This is from Tougeki Spirits #6 (August 2007.) I’m taking a break folks blogging will resume in a bit.
Arcadia: Since the theme for this interview is how women can have fun playing SF2, could you each tell us how you got started?
Inro: They had it set up at the arcade so I played it up like any other game.
Chamu: Oh boy. My earliest memory of SF2 is playing with my little brother in elementary or middle school.
A: So Inro you liked going to arcades from the start?
I: My first game was Wild Fang. Endless games of Makaimura [Ghosts ‘n Goblins] even interfered with my job.
A: That’s hardcore. (laughs) Chamu, how did you go from playing with your brothers to playing at the arcade?
C: It’s not like I was playing continuously, but what brought me to the arcade was my boyfriend at the time said, “I’ve met some amazing guys at this arcade in Meidaimae.” They had tournaments periodically and people got called out by special names. So I asked to tag along as a newbie.
A: You wanted to see what was up with the high score names?
C: I was told to practice up on Playstation and think of a nickname beforehand. (laughs)
A: Your boyfriend the gifted teacher. (laughs) Moving on, even though the games have been around a long time, there are not many female fighting game players. What’s it like in your area?
I: In my area a lot of women play shooting games. When SF2 came out it brought a lot of people together. Women were drawn to the different characters more so than the game.
A: Speaking of that, where do you mainly play?
I: In Kyoto and Shigaken.
C: Around me there are very few female players. In my area (around Shinjuku) there was a woman who used CE Dictator a few months ago. Besides her, about a year ago there was one other Chun-Li player. I think it would be great to see more women playing games. The fact that there aren’t any gender differences is one of the nice things about them.
A: Could you both tell us about some of the positive experiences as well as negative that have cropped up as you continued to play Street Fighter?
I: The negative would be being approached by creeps right? On the good side I’ve been able to meet a lot of different people not just playing SF2 but a variety of games.

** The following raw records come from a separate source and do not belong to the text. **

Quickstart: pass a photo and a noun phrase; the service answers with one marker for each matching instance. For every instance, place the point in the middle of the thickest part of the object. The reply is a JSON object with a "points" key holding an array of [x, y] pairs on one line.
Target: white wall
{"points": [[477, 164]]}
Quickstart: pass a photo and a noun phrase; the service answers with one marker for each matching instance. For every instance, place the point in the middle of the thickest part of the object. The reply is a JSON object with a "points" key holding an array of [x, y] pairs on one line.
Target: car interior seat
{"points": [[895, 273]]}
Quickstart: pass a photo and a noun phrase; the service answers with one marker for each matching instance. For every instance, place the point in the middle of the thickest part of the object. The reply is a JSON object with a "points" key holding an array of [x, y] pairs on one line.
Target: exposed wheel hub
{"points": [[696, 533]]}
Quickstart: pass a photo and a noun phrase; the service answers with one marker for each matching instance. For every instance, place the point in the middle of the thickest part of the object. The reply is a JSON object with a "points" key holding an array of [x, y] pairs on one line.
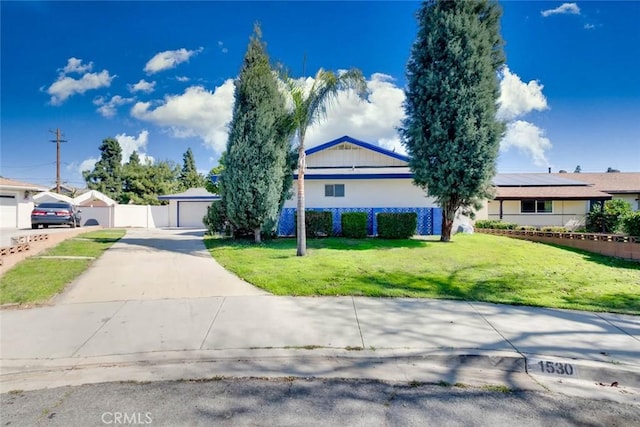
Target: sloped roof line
{"points": [[359, 143]]}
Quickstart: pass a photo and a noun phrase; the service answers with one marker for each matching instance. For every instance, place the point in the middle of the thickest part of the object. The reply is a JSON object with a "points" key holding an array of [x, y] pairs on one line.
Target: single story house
{"points": [[542, 200], [16, 202], [349, 175], [187, 209]]}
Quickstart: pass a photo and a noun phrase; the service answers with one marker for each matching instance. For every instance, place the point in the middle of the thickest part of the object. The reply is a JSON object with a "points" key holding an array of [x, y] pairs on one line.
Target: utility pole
{"points": [[57, 141]]}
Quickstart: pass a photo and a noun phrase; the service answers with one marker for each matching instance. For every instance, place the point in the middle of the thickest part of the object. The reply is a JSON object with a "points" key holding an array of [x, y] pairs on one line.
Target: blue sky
{"points": [[158, 76]]}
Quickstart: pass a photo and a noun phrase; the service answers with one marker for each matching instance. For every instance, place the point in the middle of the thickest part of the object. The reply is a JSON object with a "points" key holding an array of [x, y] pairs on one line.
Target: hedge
{"points": [[396, 225], [316, 223], [354, 224]]}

C: I’m happy that few creeps have bothered me. People do write a lot of nasty stuff on the internet, though. For positives I think just having a hobby is one. It doesn’t have to be SF2, but just having something outside of work is a good way to help you keep yourself balanced. So when one thing has you down, you have this other thing that you enjoy. It’s tricky to try for perfection with both of course. My stance is just to take it easy.
A: What are some of your other hobbies?
C: Nothing in particular for me beyond shopping. I guess a lot of girls would say that.
A: A lot. (laughs)
C: So having SF2 as a hobby is pretty big.
A: How about you, Inro?
I: I like all sorts of games so playing different games is my hobby. PCs, too.
A: Building them?
I: No no, just games.
A: All games. (laughs)
I: I’m afraid I just really enjoy games. Oh also I collect soaps. (laughs)
A: Could you tell us how you transitioned to your characters?
C: There was no transition, I can use only Chun-Li.
I: At first, I used everybody against the computer.
A: And then you settled on Chun-Li?
C: I was told that I should work on other characters to develop fighting strategies, but it was awkward and I didn’t feel comfortable using them. That’s it. It’s fun as long as you can use one character, though, plus Chun-Li is strong and easy to use so I can recommend her freely to other women.
I: In my case, my husband showed me how to use Chun-Li. The first time I fought him I thought I could just trap him with Zangief to win but he wouldn’t let me touch him.
C: Which characters would you recommend for female players?
I: Let’s see. Instead of considering abilities, go for someone whose style clicks with you. If you pick based on abilities then you’ll be pointing at match-ups when you lose.
C: That’s right. It’s lame when people make excuses based on the character they chose. Still, there are character differences in Street Fighter, different match-ups, that’s just how the game was made. Talking about those match-ups and taking a closer look at them can be very interesting. When character balance gets upset at a tournament that’s when things get exciting, right?
A: Definitely. Do you have any words of support for women who’d like to enter SBO?
C: A lot of male players’ girlfriends are interested, but the level of play is so high... It doesn’t matter if you’re a man or a woman there are tough players and there are not-so-tough players so it doesn’t matter if you’re not that skillful, losing is all in your mind right?! My personal recommendation is to start by entering tournaments. As a woman you can get teamed up with a strong player (laughs.) Even if you don’t, simply entering tournaments is very exciting! I’d like to see more women give it a shot.
A: I see. What do you think, Inro?
I: It might be easy to tease female players, but in the world of games ability rules. If you show your strength as a player it doesn’t matter if you’re a man or a woman you’ll be treated the same. Try hard - the more you buff up your skills the better.
A: Any final words? (laughs)
C: Uh-uh. Nothing in particular. I’ll be at SBO so please root for me!
A: Thanks for speaking with me today.